Free Libraries

Thomas Hobbes's Grave

The political philosophy course left me with a love of Thomas Hobbes and an interest in the late seventeenth and early eighteenth centuries (which were also a major part of the course on the rise of scientific Europe). I read Leviathan last summer, since then On the Citizen, Human Nature and De Corpore Politico, and Behemoth is currently being carried around to read occasionally (including a trip to Hardwick Hall the other weekend). I'm saving Hobbes and Bramhall on Liberty and Necessity for a rainy day. Jonathan Israel's Radical Enlightenment is currently keeping me busy, bought after reading Matthew Stewart's The Courtier and the Heretic (which also led me to buy Spinoza's Theological-Political Treatise, edited by Israel and currently sitting on the large pile of books I haven't yet read).

That's a lot of money - upwards of a hundred quid, even before you add in Noel Malcolm's Aspects of Hobbes or the Cambridge Companion to Hobbes's Leviathan. I don't mind that - I can afford it, and I like to have proper books. I occasionally read things on my PDA or iPod Touch, but it isn't a comfortable or convenient way of reading for me.

But increasingly, some of the more unusual writings of this era are available online. Leviathan is the only text by Hobbes available from Project Gutenberg, but the other day I stumbled across the Online Library of Liberty. This has many of Hobbes's works, scanned in from a mid-nineteenth-century edition, including some which I've never seen mentioned before, let alone in print. And that's a drop in the ocean - there's a vast catalogue of good-quality HTML and PDF versions of all sorts of famous works and obscurities. The Liberty Fund is fundamentally about promoting conservative individualist libertarianism, but there's no partiality in the selection of libertarian authors - Shaw is there, Shelley, Hazlitt and Marx (to pick a few names from the nineteenth century).

Nigel Warburton recently tweeted a link to Jonathan F Bennett's collection of Early Modern Texts, annotated and edited versions of some of the major works of the period. I'm not keen (I find his style of annotation obtrusive), but if the OU's discussion forums are any indication, many students would find them helpful when struggling with unfamiliar styles of prose.

And finally, the Christian Classics Ethereal Library, no sign of Hobbes or Spinoza but they do have Samuel Clarke's criticism of both (mentioned in Israel).

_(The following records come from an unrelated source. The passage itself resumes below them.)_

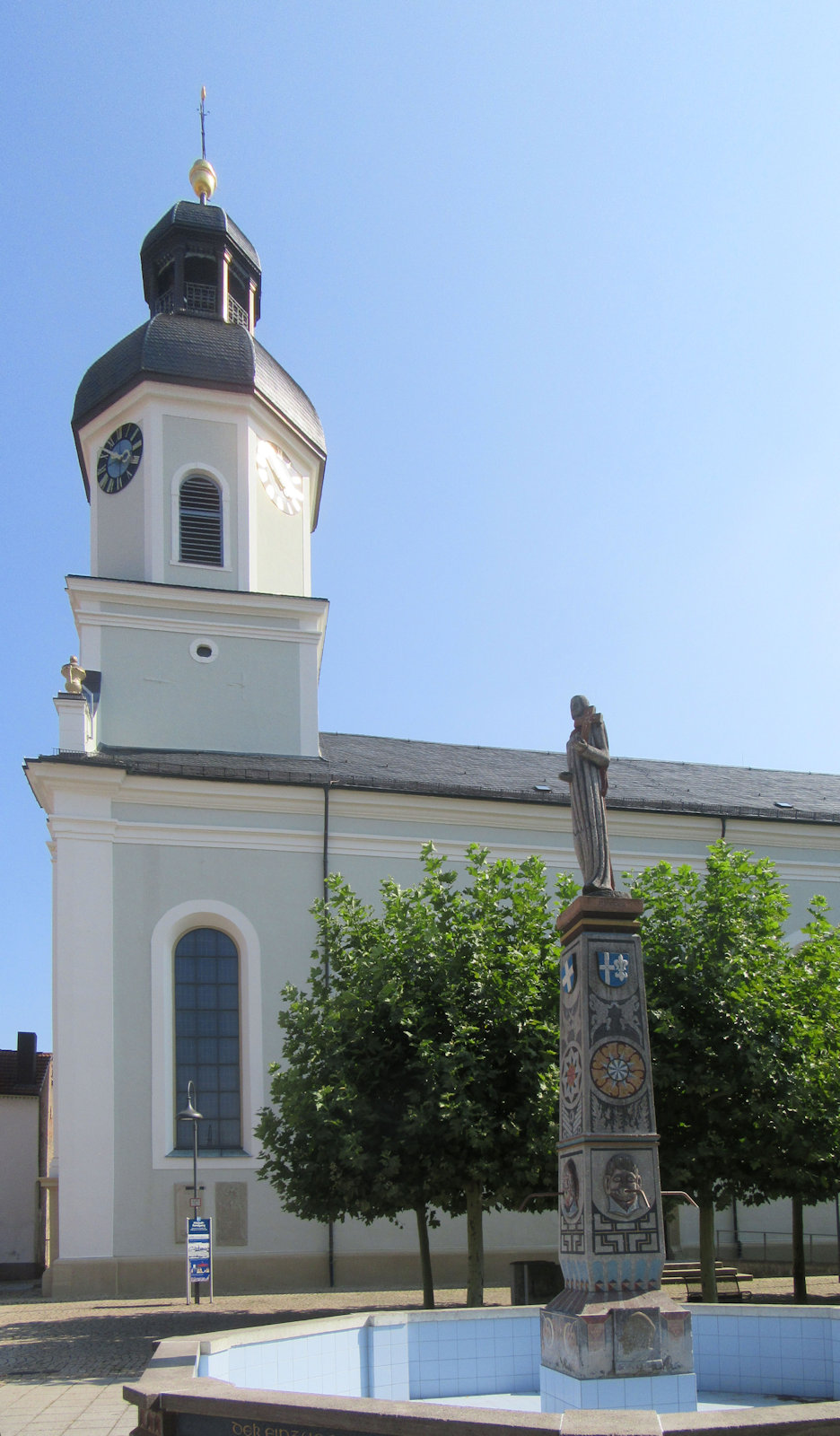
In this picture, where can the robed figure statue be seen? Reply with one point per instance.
(588, 756)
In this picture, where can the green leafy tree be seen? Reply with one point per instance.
(714, 951)
(801, 1136)
(423, 1072)
(744, 1038)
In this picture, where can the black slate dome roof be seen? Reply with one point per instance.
(201, 220)
(196, 351)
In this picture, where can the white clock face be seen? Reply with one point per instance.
(282, 481)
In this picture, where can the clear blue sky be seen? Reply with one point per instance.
(562, 280)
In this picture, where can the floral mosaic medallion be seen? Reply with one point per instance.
(617, 1070)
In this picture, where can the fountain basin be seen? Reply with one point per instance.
(363, 1373)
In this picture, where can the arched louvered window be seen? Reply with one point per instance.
(200, 521)
(207, 1038)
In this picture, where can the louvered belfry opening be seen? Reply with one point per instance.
(200, 517)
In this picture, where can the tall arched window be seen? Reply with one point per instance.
(207, 1038)
(200, 521)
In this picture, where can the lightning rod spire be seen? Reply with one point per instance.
(203, 174)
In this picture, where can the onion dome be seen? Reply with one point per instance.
(201, 282)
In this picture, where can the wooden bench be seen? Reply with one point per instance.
(688, 1274)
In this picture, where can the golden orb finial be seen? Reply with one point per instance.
(203, 180)
(203, 174)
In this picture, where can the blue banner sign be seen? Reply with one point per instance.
(198, 1248)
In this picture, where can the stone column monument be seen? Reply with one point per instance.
(612, 1337)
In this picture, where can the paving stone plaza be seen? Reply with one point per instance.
(62, 1364)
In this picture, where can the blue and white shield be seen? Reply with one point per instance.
(614, 968)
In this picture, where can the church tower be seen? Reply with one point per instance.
(203, 463)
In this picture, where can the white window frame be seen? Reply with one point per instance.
(171, 926)
(201, 471)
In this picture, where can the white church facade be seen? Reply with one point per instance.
(194, 808)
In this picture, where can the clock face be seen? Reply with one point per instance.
(282, 481)
(119, 459)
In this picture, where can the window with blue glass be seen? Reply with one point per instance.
(207, 1038)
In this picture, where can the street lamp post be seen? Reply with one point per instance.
(191, 1115)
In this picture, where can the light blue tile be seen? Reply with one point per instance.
(790, 1326)
(813, 1344)
(816, 1368)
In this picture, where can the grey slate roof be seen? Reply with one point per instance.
(9, 1081)
(201, 219)
(198, 351)
(507, 775)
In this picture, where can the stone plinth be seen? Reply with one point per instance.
(636, 1335)
(634, 1352)
(612, 1323)
(612, 1239)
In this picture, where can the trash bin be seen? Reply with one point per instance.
(535, 1283)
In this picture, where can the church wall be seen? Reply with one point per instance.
(280, 540)
(157, 696)
(256, 852)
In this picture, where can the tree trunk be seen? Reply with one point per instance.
(799, 1251)
(423, 1235)
(707, 1224)
(474, 1247)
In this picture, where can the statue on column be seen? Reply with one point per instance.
(588, 756)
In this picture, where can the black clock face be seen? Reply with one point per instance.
(119, 459)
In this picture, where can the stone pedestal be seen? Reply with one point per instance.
(612, 1337)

Back from the dead, again.

Not quite as large a dead stretch as the gap from 2001 to 2007, but I haven't updated this in a year. Perhaps because I spent late 2007 and most of 2008 studying a couple of general humanities courses where the emphasis was more on history than philosophy - A207 (From Enlightenment to Romanticism 1780-1830), and AS208 (The Rise of Scientific Europe 1500-1800). I'm now doing AA308 (Thought and Experience: Themes in the Philosophy of Mind), the final module for a BA in Humanities with Philosophy. I'm not finding it hugely inspiring (it's not an area of philosophy I find interesting), but it's the only OU philosophy course I haven't done yet.